La trágica muerte de Kirsty McKie marcó un antes y un después para todos los turistas que visitan el sudeste asiático. La mujer británica de 38 años bebió un limoncello adulterado, se descompuso y murió de forma sorpresiva mientras estaba con un amigo en una playa de Bali.

Lo que comenzó como una cena tranquila y un momento de disfrute, terminó en tragedia. Kirsty, que residía en la isla indonesia junto a su pareja, compartió la bebida sin sospechar que estaba contaminada con metanol, una sustancia química usada en productos industriales y peligrosamente presente en licores falsificados por su bajo costo. El impacto en su organismo fue inmediato: el veneno atacó su sistema nervioso central y causó daños irreparables en sus órganos vitales. A pesar de la atención médica, Kirsty falleció pocas horas después en el hospital.
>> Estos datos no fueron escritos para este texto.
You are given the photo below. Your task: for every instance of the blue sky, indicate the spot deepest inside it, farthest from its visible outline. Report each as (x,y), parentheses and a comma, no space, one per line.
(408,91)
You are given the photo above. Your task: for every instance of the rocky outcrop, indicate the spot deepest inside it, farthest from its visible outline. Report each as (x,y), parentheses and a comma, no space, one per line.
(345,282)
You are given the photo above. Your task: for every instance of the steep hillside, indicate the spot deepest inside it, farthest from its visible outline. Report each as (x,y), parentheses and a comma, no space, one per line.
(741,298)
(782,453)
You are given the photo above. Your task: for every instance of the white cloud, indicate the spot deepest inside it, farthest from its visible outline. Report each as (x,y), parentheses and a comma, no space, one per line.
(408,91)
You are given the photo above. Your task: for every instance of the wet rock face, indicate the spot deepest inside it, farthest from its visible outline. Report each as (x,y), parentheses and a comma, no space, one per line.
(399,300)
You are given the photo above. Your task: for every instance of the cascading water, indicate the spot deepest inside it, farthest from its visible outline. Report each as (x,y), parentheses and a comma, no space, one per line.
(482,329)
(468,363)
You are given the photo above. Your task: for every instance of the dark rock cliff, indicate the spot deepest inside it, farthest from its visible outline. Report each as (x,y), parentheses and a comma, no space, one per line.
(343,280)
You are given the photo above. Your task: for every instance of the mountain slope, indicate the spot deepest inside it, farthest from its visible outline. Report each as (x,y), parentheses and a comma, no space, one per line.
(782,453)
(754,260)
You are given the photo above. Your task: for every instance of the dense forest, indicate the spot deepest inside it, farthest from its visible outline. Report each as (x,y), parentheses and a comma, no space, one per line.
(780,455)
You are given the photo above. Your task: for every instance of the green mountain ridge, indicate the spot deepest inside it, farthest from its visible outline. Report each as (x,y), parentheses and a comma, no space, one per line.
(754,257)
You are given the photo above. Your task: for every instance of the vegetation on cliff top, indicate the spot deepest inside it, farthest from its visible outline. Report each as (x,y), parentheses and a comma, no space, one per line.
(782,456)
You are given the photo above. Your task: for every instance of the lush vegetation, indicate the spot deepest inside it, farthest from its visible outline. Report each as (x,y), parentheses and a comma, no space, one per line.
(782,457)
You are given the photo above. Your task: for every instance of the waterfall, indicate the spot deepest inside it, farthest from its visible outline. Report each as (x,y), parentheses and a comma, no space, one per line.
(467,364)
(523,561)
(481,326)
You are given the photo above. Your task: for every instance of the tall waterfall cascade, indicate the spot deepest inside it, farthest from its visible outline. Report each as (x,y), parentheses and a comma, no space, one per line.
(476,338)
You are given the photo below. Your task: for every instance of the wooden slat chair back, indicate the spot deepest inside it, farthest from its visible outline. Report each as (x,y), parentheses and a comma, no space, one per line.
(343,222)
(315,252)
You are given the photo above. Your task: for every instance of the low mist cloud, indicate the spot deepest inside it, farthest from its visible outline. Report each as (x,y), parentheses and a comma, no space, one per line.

La muerte de Kirsty reveló una problemática que afecta a miles de viajeros en el sudeste asiático, donde el mercado negro de bebidas alcohólicas utiliza botellas originales rellenas con mezclas letales. El metanol, al ser transparente y tener un aroma casi idéntico al etanol, es prácticamente indetectable a simple vista. Las etiquetas trucadas y botellas aparentemente selladas engañan incluso a los consumidores más precavidos.
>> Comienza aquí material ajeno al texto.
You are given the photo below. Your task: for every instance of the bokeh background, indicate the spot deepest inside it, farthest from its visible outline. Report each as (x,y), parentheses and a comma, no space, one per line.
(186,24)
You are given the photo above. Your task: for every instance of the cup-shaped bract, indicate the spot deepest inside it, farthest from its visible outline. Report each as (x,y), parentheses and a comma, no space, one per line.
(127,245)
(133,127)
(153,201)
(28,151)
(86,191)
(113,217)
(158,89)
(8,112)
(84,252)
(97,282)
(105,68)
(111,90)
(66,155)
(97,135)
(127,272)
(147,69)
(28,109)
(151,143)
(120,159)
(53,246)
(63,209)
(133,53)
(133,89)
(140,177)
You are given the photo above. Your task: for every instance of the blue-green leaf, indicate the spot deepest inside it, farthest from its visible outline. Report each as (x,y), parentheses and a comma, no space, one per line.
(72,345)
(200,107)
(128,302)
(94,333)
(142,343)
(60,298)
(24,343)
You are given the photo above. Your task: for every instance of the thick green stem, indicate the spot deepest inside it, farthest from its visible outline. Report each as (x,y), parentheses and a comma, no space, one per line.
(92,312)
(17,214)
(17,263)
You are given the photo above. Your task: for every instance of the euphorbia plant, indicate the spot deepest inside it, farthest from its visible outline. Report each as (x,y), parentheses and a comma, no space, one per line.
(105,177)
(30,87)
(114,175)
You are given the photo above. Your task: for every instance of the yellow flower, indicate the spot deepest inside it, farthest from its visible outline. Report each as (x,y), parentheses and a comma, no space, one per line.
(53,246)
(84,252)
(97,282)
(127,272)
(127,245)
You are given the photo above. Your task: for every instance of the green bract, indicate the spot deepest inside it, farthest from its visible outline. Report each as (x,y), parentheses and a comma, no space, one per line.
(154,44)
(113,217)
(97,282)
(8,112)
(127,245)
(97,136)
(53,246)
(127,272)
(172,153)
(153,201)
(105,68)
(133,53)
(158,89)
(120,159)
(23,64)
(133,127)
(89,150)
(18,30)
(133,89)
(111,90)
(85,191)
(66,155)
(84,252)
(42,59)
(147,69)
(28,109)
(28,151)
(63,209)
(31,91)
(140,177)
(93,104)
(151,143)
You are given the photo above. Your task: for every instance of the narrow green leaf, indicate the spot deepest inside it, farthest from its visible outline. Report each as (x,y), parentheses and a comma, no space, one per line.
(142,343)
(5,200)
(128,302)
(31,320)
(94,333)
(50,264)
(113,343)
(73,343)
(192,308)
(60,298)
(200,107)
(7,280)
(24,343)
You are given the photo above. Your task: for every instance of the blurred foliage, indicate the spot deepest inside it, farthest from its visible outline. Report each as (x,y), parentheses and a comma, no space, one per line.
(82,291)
El caso cobró notoriedad porque el amigo que acompañaba a Kirsty también se descompuso, pero logró sobrevivir. Durante meses, la familia de la víctima desconocía la causa de su muerte, hasta que un patólogo de Bali confirmó la intoxicación por metanol, tras analizar muestras conservadas en laboratorio. La madre de Kirsty, Margaret, de 66 años, relató que en la región es habitual que mafias rellenen botellas vacías originales usando maquinaria profesional, lo que dificulta distinguir entre una bebida segura y una mortal.
Impactada por la pérdida de su hija, Margaret McKie inició una campaña para advertir a los turistas sobre los riesgos de consumir bebidas alcohólicas en destinos como Indonesia, Laos y Tailandia. Destacó que ni siquiera recurrir a proveedores de hoteles y restaurantes de lujo es garantía absoluta, ya que las falsificaciones son cada vez más sofisticadas. Recomendó a los viajeros no tirar botellas originales sin antes romperlas y evitar tragos o cócteles en lugares desconocidos.

Margaret enfatizó que los síntomas de intoxicación por metanol pueden confundirse con una simple resaca, por lo que insistió en buscar ayuda médica ante cualquier reacción inusual tras beber alcohol. “No hay forma de saberlo. Le puede pasar a cualquiera”, advirtió en diálogo con medios británicos, recordando la importancia de la prevención y el autocuidado al viajar.